Flighting, The Shortest Route to Your Commercial Real Estate Marketing Goals
By BTS Brands
One of the more interesting things about air travel is the concept of great circle flying. There’s a whole realm of mathematics that deals with idea of the great circle, which is based on the notion of a geometric plane passing through the center of a sphere and identifying the shortest distance between two points. In practice, the great circle identifies the flight path that aircraft take. In doing so, they pass over ground station waypoints, which helps Air Traffic Control properly space aircraft. The idea of using waypoints to maintain spacing seems similar to how one might go about running a commercial real estate marketing campaign.
The idea of frequency is a basic tenant of marketing.
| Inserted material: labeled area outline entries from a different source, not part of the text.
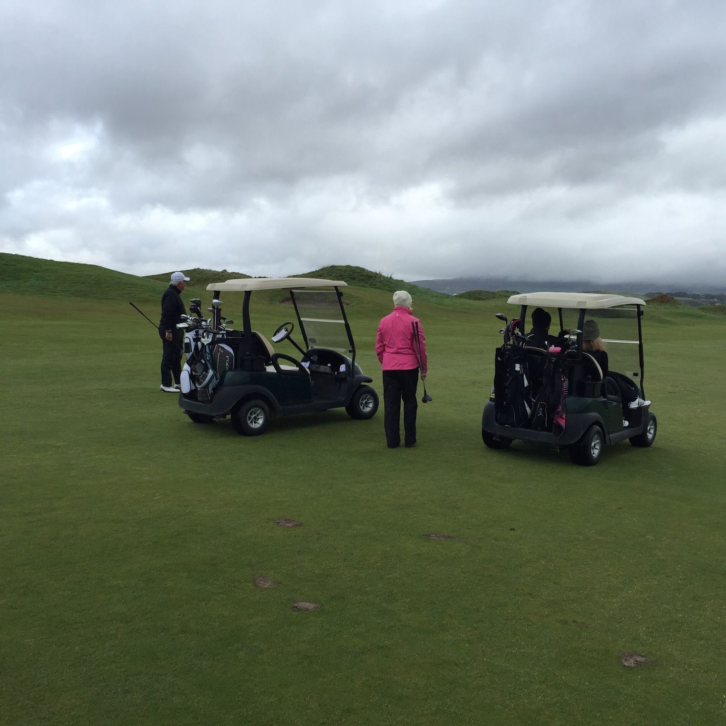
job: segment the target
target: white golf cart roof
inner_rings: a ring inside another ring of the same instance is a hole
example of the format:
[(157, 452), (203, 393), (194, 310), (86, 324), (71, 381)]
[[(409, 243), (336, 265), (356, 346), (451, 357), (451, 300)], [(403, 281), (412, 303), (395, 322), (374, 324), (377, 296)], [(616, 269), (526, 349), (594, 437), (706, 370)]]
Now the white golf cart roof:
[(246, 293), (253, 290), (292, 290), (298, 287), (347, 287), (341, 280), (315, 280), (312, 277), (249, 277), (212, 282), (207, 290), (231, 290)]
[(507, 302), (513, 305), (541, 308), (587, 308), (590, 310), (616, 308), (621, 305), (645, 304), (645, 301), (640, 298), (599, 293), (524, 293), (513, 295)]

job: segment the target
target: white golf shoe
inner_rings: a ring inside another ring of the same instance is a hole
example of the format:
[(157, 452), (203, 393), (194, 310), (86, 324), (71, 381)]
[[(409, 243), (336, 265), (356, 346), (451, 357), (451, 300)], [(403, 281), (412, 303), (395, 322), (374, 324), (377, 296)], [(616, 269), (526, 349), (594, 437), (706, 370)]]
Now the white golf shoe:
[(635, 401), (631, 401), (628, 404), (628, 408), (640, 408), (643, 406), (650, 406), (650, 401), (646, 401), (645, 399), (641, 399), (640, 396), (637, 398)]

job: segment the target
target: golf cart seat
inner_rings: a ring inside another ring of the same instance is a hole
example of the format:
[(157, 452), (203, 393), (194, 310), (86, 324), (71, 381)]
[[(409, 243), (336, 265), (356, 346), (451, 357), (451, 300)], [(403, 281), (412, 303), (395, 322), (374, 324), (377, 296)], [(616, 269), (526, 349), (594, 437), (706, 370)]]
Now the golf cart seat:
[(252, 335), (262, 343), (265, 349), (267, 351), (268, 357), (272, 359), (272, 356), (274, 355), (274, 348), (270, 344), (270, 341), (268, 340), (261, 333), (258, 333), (256, 330), (253, 330)]
[(582, 362), (575, 369), (576, 390), (580, 396), (589, 398), (599, 398), (603, 395), (603, 369), (590, 353), (582, 354)]

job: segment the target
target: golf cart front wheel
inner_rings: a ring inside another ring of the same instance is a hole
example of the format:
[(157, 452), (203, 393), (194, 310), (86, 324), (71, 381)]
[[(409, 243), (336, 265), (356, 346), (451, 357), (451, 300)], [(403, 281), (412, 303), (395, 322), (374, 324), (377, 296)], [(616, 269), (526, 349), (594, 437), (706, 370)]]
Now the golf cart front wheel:
[(372, 418), (378, 410), (378, 394), (370, 386), (362, 386), (356, 389), (346, 410), (351, 418)]
[(232, 417), (232, 428), (243, 436), (258, 436), (264, 433), (269, 423), (270, 409), (258, 399), (245, 401)]
[(481, 440), (487, 449), (508, 449), (512, 445), (512, 439), (506, 436), (495, 436), (489, 431), (481, 430)]
[(581, 466), (595, 466), (600, 461), (604, 447), (603, 431), (594, 423), (576, 444), (570, 446), (570, 459)]
[(658, 420), (656, 415), (652, 411), (648, 412), (645, 417), (645, 425), (643, 433), (637, 436), (632, 436), (628, 439), (634, 446), (641, 449), (647, 449), (656, 440), (656, 434), (658, 433)]

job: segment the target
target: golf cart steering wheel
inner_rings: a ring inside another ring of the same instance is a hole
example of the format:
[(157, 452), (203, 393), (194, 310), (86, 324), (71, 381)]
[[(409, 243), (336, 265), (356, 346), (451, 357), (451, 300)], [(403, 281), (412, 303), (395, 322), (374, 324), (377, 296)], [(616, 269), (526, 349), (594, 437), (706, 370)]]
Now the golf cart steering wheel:
[(291, 322), (284, 322), (274, 333), (272, 333), (273, 343), (282, 343), (287, 340), (292, 335), (295, 326)]

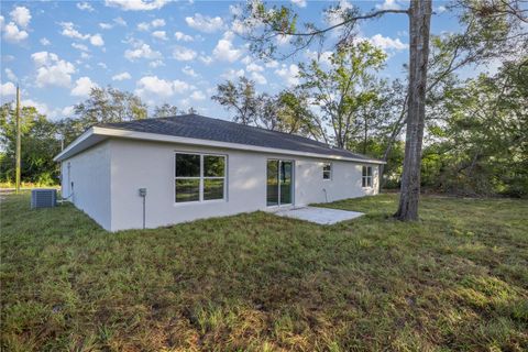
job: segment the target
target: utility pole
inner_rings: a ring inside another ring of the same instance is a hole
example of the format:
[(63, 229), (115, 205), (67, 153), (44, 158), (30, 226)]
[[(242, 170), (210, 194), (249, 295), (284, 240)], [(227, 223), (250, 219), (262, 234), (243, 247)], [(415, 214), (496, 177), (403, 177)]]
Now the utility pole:
[(16, 165), (15, 165), (15, 193), (20, 193), (20, 87), (16, 85)]

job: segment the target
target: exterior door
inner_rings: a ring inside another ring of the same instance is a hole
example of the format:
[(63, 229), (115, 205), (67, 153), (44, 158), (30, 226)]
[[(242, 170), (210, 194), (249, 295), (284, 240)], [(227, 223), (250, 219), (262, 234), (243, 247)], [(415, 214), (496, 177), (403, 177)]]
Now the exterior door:
[(268, 207), (294, 202), (294, 162), (267, 161), (266, 204)]

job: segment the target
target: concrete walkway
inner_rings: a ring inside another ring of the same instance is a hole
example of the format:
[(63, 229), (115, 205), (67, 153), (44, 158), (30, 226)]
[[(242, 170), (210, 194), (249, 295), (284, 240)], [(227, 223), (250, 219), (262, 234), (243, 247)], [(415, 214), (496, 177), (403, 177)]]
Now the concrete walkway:
[(333, 224), (363, 216), (363, 212), (348, 211), (330, 208), (304, 207), (279, 209), (274, 212), (279, 217), (306, 220), (319, 224)]

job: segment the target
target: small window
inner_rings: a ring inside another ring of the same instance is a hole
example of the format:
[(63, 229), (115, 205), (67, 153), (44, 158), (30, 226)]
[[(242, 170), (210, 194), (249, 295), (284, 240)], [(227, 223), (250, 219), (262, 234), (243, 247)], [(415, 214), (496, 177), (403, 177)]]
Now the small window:
[(362, 177), (363, 187), (372, 187), (372, 166), (363, 166), (363, 177)]
[(175, 201), (224, 199), (226, 156), (176, 154)]
[(322, 164), (322, 179), (332, 179), (332, 164)]

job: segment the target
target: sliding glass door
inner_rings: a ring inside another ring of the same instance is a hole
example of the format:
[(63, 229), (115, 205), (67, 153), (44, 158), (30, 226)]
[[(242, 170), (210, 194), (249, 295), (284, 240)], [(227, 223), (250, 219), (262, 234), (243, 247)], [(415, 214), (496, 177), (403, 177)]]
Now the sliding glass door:
[(290, 161), (267, 161), (267, 206), (293, 204), (294, 164)]

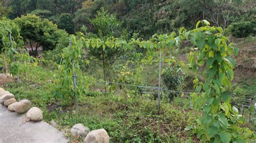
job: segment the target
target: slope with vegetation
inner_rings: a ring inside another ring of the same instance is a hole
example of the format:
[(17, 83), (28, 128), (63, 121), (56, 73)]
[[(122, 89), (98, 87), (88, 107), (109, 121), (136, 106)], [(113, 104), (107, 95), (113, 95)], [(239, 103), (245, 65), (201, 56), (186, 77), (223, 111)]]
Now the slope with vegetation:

Along with reach and impact, frequency ensures that your marketing message is being received by the target audience. You may have heard that it takes communicating at least seven times in order for your message to be heard and understood by your audience. That’s frequency, the measure of how many times a message is communicated. In marketing an offering, you’ll likely want to communicate that offering at least several times, in order to get a prospective investor to take notice.
So, how does frequency tie to waypoints and spacing? The answer is flighting (no pun intended). Flighting refers to the timing pattern in which marketing messages are scheduled to run during intervals of time, that are separated by periods in which no marketing messages appear. Flighting ties closely to the timeline you laid out in your commercial real estate marketing plan. You can think of it as a function of how many times you’re communicating and the rate at which you’re communicating. Going back to our great circle example for a moment, flighting is like the number of planes flying between Heathrow and JFK, for example, and how far apart each plane needs to be from the next in order to avoid interference and ensure smooth operation.
Multiple tactics without interference It would be unusual for your business to be in market with only one tactic at a time. Even companies that are more casual about their marketing efforts may be using email marketing as a primary lead generator for instance, but probably still engaging in social media while also developing new brochures and flyers. In developing a flighting plan, you can maximize the impact of each tactic, ensure coordination with other company activities (like sales cycle), meet budgets and build in time for adjustments by scheduling when each tactic goes into market. For instance, you might elect to publish your blog each Monday and then on Thursday excerpt that blog in social media, and finally, use it as content in your email marketing campaign the following week. There’s a coordination between each of the tactics that delivers a number of benefits to your marketing program.
Keeps your message in market longer In the example above, one blog post made three appearances over the course of a couple of weeks. Rather than having social media and email launch on the same day as the blog was posted, those activities were spaced out, protracting the time in market. That’s great for keeping your message in front of your audience and making your resources go a little further. In fact, Entrepreneur magazine says that focusing one big push is often one of the 8 Common Ways Small Businesses Waste Money Marketing.
Aligning with your budget Depending on how your marketing budget is setup, you may use flighting in one of two ways. Continuous flighting means having marketing messages present without a break. Obviously, this requires a robust budget and an on-going development of content. On the other hand, pulsing your tactics may be more budget friendly. While there will probably be some spending during all periods, only certain periods are notably heavier than others and will likely be timed with specific events or market opportunities.
Allows you to adjust for sales cycle The last thing you want to have happen with your marketing efforts is to inundate your sales team with too many leads or leads that come in at the wrong time. Flighting can ensure that leads come in as your sales team is able to handle them. If sales cycles are particularly long, you may want to hold big lead generating activities to a minimum while keeping social media and collateral development on a more frequent track.
Intermediate check points allow for adjustment One of the nice things about flighting marketing activities is that it lets you make adjustments. If you go into market all in one shot and your campaign doesn’t deliver the results you’d hoped for, you’re doomed and just spent all of your budget. Flighting lets us dip our toe in the water a little at a time, and then adjust as needed to maximize performance.